- Film poster
- Directed by: Robert Adetuyi
- Written by: Robert Adetuyi
- Produced by: Robert Adetuyi; Linda Eskeland; Roger Fex; Greg McKay;
- Starring: Billy Zane; Vanessa Angel; Fred Stoller; Joel Polis;
- Cinematography: Roy H. Wagner
- Edited by: Lisa di Michele
- Music by: Roger Fex
- Production company: Trouble Sleeping Productions
- Release date: 2022;
- Running time: 93 minutes
- Countries: United States Canada
- Language: English

= Trouble Sleeping (film) =

Trouble Sleeping is a 2022 psychological thriller film written and directed by Robert Adetuyi and starring Billy Zane, Vanessa Angel, Fred Stoller, Rick Otto, Ingrid Eskeland, and Kale Clauson.

==Plot==
Vanessa, a middle-aged woman, is haunted by the ghost of her late husband. Her stepson has just been released from a mental institution - four years ago he discovered his father's body, shot in the head, a supposed suicide. Now he's returning home and will inherit his late father's estate on his twenty-first birthday. However, Vanessa and her new younger husband have no intention of letting Justin get his hands on the money.

==Cast==
- Billy Zane as Charles
- Vanessa Angel as Vanessa
- Fred Stoller as Dr. Gilbert
- Rick Otto as Alex
- Ingrid Eskeland as August
- Kale Clauson as Justin
- Joel Polis as Jack McKay

==Production==
The film was produced by Greg Mckay, Roger Fex, and Linda Eskeland.

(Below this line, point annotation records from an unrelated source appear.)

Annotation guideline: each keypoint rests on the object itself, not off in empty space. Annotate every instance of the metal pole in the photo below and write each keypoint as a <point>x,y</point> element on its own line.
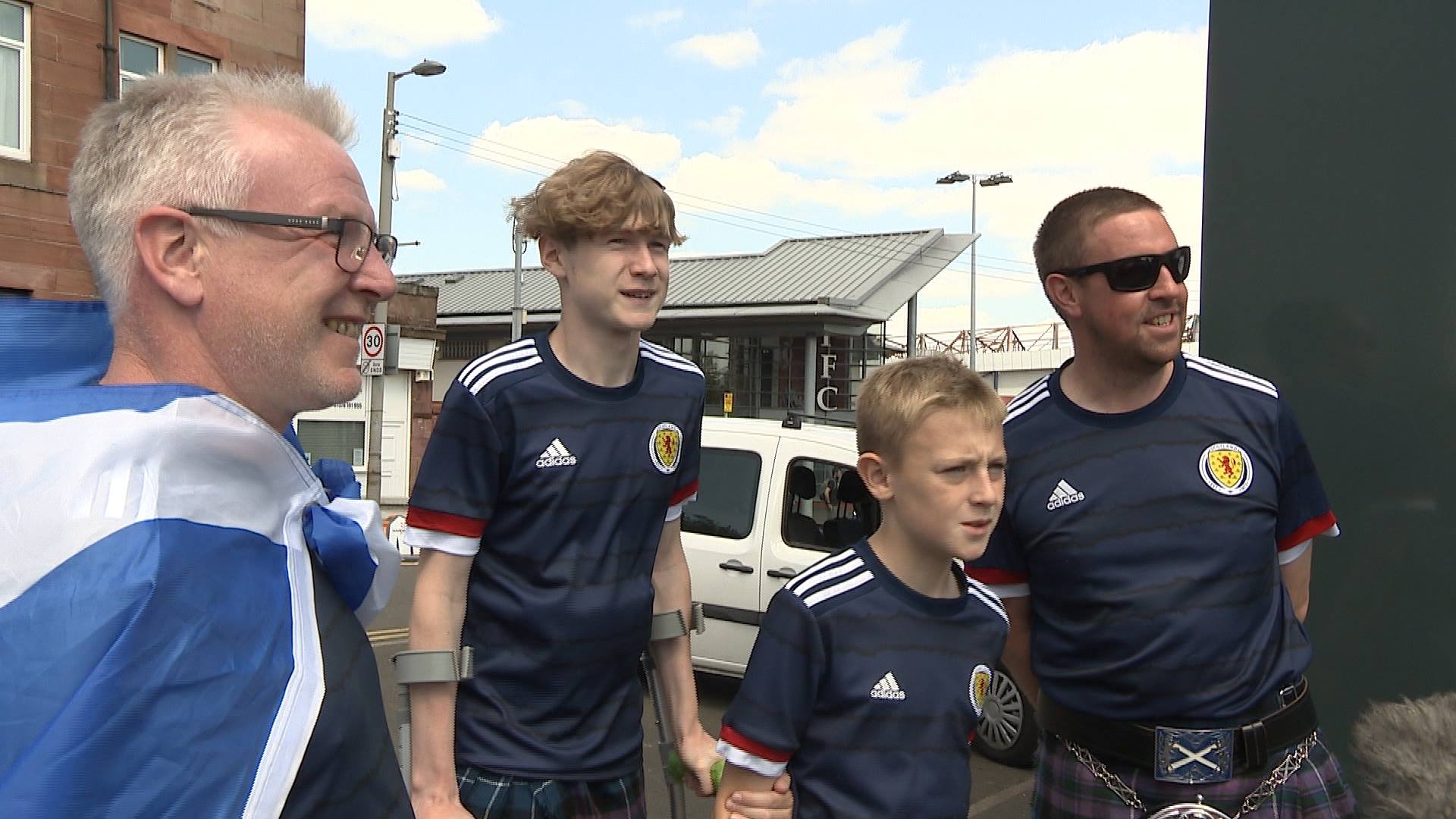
<point>810,373</point>
<point>519,303</point>
<point>912,327</point>
<point>375,468</point>
<point>970,333</point>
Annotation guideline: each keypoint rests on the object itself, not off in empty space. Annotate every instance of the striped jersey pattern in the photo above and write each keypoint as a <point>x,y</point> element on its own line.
<point>862,689</point>
<point>558,490</point>
<point>1150,544</point>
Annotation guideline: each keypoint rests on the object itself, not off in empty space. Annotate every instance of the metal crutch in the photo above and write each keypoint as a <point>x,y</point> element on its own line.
<point>425,667</point>
<point>669,626</point>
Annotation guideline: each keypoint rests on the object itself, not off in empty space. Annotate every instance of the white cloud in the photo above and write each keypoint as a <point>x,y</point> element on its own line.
<point>389,28</point>
<point>1031,110</point>
<point>419,180</point>
<point>726,124</point>
<point>655,19</point>
<point>730,50</point>
<point>555,140</point>
<point>858,134</point>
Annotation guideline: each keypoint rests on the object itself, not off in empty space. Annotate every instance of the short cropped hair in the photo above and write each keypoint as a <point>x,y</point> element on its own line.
<point>592,196</point>
<point>897,397</point>
<point>1062,237</point>
<point>171,142</point>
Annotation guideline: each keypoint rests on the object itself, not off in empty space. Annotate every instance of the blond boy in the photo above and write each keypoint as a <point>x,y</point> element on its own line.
<point>871,667</point>
<point>546,512</point>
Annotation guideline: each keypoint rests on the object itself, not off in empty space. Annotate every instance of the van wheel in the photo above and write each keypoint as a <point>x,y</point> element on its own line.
<point>1008,730</point>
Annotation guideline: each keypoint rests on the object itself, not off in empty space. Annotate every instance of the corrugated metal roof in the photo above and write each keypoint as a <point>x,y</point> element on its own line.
<point>835,270</point>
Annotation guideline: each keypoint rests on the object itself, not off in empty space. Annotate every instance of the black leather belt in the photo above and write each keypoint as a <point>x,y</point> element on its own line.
<point>1136,744</point>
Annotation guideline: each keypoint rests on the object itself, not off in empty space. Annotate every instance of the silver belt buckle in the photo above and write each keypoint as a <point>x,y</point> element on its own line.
<point>1193,757</point>
<point>1190,811</point>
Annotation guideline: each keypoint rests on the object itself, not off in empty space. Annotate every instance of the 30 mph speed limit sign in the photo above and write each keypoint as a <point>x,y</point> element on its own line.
<point>372,350</point>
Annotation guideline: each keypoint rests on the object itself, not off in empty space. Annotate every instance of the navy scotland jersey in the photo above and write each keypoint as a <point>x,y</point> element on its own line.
<point>867,691</point>
<point>560,488</point>
<point>1150,544</point>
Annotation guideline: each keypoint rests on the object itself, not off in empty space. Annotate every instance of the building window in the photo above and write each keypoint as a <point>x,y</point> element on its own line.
<point>139,58</point>
<point>343,441</point>
<point>15,80</point>
<point>142,57</point>
<point>190,63</point>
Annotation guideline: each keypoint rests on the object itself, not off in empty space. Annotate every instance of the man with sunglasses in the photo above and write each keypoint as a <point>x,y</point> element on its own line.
<point>182,596</point>
<point>1155,550</point>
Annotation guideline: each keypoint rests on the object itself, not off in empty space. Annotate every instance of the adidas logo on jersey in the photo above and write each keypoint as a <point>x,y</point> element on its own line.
<point>555,455</point>
<point>887,689</point>
<point>1063,496</point>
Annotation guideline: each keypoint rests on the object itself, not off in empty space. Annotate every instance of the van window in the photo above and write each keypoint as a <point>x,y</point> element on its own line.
<point>727,494</point>
<point>814,518</point>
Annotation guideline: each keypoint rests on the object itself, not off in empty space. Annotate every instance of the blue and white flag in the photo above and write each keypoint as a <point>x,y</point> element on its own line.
<point>159,639</point>
<point>53,343</point>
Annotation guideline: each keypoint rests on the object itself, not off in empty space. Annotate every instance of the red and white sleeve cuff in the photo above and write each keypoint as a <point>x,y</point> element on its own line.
<point>750,755</point>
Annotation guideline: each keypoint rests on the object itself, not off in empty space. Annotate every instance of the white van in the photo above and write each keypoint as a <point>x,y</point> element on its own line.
<point>775,497</point>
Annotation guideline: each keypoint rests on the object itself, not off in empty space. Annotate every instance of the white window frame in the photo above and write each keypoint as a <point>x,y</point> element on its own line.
<point>124,74</point>
<point>24,150</point>
<point>212,61</point>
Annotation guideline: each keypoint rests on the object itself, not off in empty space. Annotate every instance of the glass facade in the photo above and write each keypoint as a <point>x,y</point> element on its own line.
<point>770,376</point>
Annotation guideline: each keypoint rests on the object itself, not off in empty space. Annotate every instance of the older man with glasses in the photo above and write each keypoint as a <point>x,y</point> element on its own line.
<point>1155,550</point>
<point>182,596</point>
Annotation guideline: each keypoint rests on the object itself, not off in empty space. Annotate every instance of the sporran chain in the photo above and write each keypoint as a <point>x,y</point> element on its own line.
<point>1282,773</point>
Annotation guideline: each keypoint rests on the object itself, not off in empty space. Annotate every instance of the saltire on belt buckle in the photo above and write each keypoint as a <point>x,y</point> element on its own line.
<point>1194,757</point>
<point>1190,811</point>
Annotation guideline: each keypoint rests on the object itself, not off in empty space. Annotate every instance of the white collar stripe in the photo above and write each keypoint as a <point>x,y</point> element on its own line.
<point>854,582</point>
<point>983,595</point>
<point>1229,371</point>
<point>835,561</point>
<point>509,352</point>
<point>506,369</point>
<point>1027,394</point>
<point>1022,410</point>
<point>677,363</point>
<point>1245,384</point>
<point>501,356</point>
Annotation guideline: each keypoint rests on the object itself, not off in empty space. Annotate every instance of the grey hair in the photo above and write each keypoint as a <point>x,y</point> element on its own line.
<point>1407,751</point>
<point>171,142</point>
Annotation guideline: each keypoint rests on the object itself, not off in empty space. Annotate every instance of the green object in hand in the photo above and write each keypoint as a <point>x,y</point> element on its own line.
<point>679,771</point>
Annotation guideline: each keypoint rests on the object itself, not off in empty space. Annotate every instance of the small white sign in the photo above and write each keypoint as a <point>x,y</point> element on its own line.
<point>372,350</point>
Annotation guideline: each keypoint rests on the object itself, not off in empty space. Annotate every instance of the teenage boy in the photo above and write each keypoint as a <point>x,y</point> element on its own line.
<point>546,512</point>
<point>871,668</point>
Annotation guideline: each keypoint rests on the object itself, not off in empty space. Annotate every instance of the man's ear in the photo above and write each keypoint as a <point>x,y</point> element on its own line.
<point>1065,297</point>
<point>554,256</point>
<point>171,254</point>
<point>875,475</point>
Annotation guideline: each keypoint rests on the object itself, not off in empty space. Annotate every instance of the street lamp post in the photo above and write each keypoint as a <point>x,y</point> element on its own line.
<point>388,153</point>
<point>982,181</point>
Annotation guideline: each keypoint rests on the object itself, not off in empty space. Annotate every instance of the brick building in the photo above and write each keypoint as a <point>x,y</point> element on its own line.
<point>58,58</point>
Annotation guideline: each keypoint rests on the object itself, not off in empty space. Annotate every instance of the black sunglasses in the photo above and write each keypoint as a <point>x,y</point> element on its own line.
<point>1133,275</point>
<point>356,237</point>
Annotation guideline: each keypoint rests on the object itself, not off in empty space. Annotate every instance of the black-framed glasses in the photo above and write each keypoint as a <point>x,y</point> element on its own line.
<point>1133,275</point>
<point>356,237</point>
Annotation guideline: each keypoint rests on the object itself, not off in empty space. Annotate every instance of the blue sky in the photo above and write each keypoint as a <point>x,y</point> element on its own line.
<point>781,118</point>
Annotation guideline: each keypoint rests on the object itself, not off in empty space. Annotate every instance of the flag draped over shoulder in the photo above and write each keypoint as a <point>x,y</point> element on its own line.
<point>53,343</point>
<point>158,624</point>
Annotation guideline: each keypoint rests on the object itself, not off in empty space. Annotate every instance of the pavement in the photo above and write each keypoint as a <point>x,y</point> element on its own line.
<point>996,790</point>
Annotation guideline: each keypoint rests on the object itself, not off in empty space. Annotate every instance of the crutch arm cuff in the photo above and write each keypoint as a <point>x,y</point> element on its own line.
<point>433,667</point>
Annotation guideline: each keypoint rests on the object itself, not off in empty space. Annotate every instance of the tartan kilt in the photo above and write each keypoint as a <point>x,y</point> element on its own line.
<point>1066,789</point>
<point>500,796</point>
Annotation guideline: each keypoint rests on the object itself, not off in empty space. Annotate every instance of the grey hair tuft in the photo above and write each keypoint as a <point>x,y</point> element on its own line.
<point>171,142</point>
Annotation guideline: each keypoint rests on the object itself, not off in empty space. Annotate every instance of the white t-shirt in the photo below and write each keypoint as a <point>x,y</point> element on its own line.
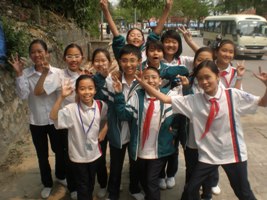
<point>224,143</point>
<point>39,106</point>
<point>83,124</point>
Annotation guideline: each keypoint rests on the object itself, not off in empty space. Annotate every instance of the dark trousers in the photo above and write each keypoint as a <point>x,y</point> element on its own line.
<point>149,170</point>
<point>191,160</point>
<point>40,141</point>
<point>101,172</point>
<point>85,179</point>
<point>171,166</point>
<point>116,165</point>
<point>236,173</point>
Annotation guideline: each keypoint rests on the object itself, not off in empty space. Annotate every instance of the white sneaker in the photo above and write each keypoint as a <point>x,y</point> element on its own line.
<point>162,184</point>
<point>73,195</point>
<point>46,192</point>
<point>138,196</point>
<point>62,182</point>
<point>102,192</point>
<point>216,190</point>
<point>170,182</point>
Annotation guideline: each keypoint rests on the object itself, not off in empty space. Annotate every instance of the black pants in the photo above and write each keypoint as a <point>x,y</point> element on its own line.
<point>40,136</point>
<point>116,164</point>
<point>236,173</point>
<point>101,172</point>
<point>149,171</point>
<point>191,160</point>
<point>85,179</point>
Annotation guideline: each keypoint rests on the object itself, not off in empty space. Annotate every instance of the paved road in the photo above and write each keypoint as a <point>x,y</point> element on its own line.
<point>23,181</point>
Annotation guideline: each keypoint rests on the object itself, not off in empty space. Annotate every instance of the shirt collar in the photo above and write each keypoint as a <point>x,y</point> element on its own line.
<point>85,107</point>
<point>217,96</point>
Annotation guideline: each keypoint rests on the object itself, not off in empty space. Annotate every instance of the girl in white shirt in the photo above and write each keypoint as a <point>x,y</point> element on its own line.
<point>82,119</point>
<point>217,128</point>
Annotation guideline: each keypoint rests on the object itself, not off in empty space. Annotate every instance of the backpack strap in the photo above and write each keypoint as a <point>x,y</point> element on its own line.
<point>99,104</point>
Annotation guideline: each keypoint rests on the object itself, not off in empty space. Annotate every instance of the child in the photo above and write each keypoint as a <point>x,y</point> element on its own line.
<point>134,36</point>
<point>41,126</point>
<point>219,144</point>
<point>172,44</point>
<point>230,77</point>
<point>101,61</point>
<point>151,140</point>
<point>118,131</point>
<point>82,119</point>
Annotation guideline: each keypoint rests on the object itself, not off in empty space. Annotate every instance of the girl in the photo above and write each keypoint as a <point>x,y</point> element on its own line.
<point>101,61</point>
<point>82,119</point>
<point>219,144</point>
<point>151,140</point>
<point>230,76</point>
<point>41,126</point>
<point>134,36</point>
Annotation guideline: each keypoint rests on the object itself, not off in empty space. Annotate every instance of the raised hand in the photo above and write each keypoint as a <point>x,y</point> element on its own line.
<point>261,76</point>
<point>17,63</point>
<point>103,4</point>
<point>117,84</point>
<point>240,69</point>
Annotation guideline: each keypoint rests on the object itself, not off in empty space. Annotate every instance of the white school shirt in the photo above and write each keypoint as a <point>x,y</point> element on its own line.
<point>72,77</point>
<point>230,77</point>
<point>39,106</point>
<point>83,146</point>
<point>224,143</point>
<point>182,60</point>
<point>150,148</point>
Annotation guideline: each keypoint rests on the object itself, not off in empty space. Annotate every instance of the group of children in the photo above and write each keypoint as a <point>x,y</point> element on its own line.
<point>147,108</point>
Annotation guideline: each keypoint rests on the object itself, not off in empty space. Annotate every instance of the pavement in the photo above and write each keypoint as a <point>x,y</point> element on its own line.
<point>21,182</point>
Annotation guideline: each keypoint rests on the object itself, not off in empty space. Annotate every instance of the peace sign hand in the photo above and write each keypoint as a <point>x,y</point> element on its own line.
<point>17,63</point>
<point>261,76</point>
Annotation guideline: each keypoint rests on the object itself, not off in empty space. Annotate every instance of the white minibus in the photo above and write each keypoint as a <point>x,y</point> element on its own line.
<point>248,32</point>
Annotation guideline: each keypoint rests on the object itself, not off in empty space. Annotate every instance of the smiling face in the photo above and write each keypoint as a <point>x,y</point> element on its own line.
<point>73,59</point>
<point>208,80</point>
<point>151,77</point>
<point>38,54</point>
<point>135,37</point>
<point>225,54</point>
<point>101,62</point>
<point>129,63</point>
<point>86,91</point>
<point>204,55</point>
<point>170,46</point>
<point>154,56</point>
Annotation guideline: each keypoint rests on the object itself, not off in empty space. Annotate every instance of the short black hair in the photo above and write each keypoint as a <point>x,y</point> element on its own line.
<point>130,49</point>
<point>176,36</point>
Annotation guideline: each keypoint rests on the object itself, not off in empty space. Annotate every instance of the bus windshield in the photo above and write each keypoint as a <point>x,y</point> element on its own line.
<point>252,28</point>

== Release and reception ==
The film, whose production had started in 2015, was released in 2022 only. A very mixed review at HeyUGuys wrote, "Tonally, a rather different stance for Adetuyi albeit the light-hearted comedy seeps through the nightmarish situations these characters find themselves in." Peter Gray, of ThisIsFilm, stated, "Again, if writer/director Robert Adetuyi (Stomp the Yard, Honey: Rise Up and Dance) intended Angel’s blasé reactions, Clauson’s stereotypically over-the-top craze, and Eskeland’s “vixen” vibe to be a deliberate reaction to the archetypal script then the soap operatic melodrama adhered to over the film's 90-odd minutes is a specific choice. If not? Trouble Sleeping is likely to bore audiences with its clichéd narrative and made-for-TV gloss, something that will be the more unacceptable should it not be viewed under the right comedic eye." A more positive review on Aiptomics.com, called the film a "neo-noir Melrose Place" and concluded, "Its premise sounds a little silly – mostly because it is – but that is part of the charm of Trouble Sleeping."